"New product-itis", or why you shouldn't buy every new Apple product
M.G Siegler is passing on the new MacBook, despite the Rose Gold Colour option and (slightly) faster processor.
"I buy way too many gadgets. That in and of itself may be a problem, but it’s compounded by the fact that once I have a new gadget in my life, I tend to always need that latest version of that gadget... Except recently I’ve noticed that desire slipping a bit."
First, he decided against buying the new Kindle:
"But then something even stranger happened... Apple released a new MacBook and I decided that it too wasn’t for me. I wonder if this is me coming to my senses or if this speaks to a broader trend of 'good enough.' That is, technology, and many of our gadgets in particular, have improved to the point where most of them are now 'good enough' on a daily basis, and upgrades are only needed every few years, as they age."
Put aside short term, "latest-and-greatest-itis", he writes, referring to a condition that occurs with virtually every Apple Keynote.
I can recognise the ailment in my own buying habits. Did I need that iPhone 6s Plus when the previous, original plus model was good enough? Ever since the the release of the iPad Pro 9.7", I have been lusting after what is clearly an excellent machine, but here is where I am holding firm, just, from parting with any more money. My iPad Air 2 is no slouch and I still love using it. I can see an upgrade to the Pro version as having, at best, an iterative impact on my life rather than a transformative one, and for a cost that is prohibitive when taking into account peripherals like the Apple Pencil and Keyboard cover that only work on the Pro. Perhaps I would use the Apple Pencil to take some notes, but I am not sure what else different I would do with the device when compared to the Air 2. The Pro is the same weight and its keyboard cover, while solid, is not so dissimilar an experience from using the third party keyboard that I have for my current iPad.

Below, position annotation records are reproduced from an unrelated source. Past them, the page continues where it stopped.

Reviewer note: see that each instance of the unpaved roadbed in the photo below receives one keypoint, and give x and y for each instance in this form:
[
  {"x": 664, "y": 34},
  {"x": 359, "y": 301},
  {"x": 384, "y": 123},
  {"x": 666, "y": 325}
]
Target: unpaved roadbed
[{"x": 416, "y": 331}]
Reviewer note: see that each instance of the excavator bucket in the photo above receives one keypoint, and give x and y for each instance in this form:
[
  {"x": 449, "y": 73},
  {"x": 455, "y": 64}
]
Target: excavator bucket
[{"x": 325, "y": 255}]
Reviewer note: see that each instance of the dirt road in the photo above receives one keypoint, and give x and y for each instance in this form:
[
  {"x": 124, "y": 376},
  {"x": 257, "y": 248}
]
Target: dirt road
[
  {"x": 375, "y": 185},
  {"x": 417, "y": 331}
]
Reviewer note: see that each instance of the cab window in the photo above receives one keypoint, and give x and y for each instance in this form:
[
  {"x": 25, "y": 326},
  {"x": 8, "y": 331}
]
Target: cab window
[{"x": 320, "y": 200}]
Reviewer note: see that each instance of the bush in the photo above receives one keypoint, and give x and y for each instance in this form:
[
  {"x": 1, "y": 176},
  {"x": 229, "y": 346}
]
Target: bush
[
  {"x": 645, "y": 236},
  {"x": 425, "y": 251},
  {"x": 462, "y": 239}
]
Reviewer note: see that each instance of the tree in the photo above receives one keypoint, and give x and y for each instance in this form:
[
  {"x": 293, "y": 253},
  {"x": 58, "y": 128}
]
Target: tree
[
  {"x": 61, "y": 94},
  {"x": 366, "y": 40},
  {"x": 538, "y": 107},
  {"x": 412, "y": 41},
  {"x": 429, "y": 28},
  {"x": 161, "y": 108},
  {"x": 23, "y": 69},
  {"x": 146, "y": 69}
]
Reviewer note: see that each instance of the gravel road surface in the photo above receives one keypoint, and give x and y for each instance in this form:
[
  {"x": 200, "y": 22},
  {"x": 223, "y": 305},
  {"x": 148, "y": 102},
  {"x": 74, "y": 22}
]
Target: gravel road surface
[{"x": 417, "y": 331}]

In my view, you should buy what you think will excite and delight you, and preferably beyond the first week of purchase. The product you chose ought to be a considerable improvement on what you already have and, of course, affordable. Ultimately, I have found that the longer one waits to upgrade, the greater the wow factor and the fewer regrets. That brings me back to the MacBook. My one is six years old, slow and heavy. So, is it time to look at that rose gold colour option again?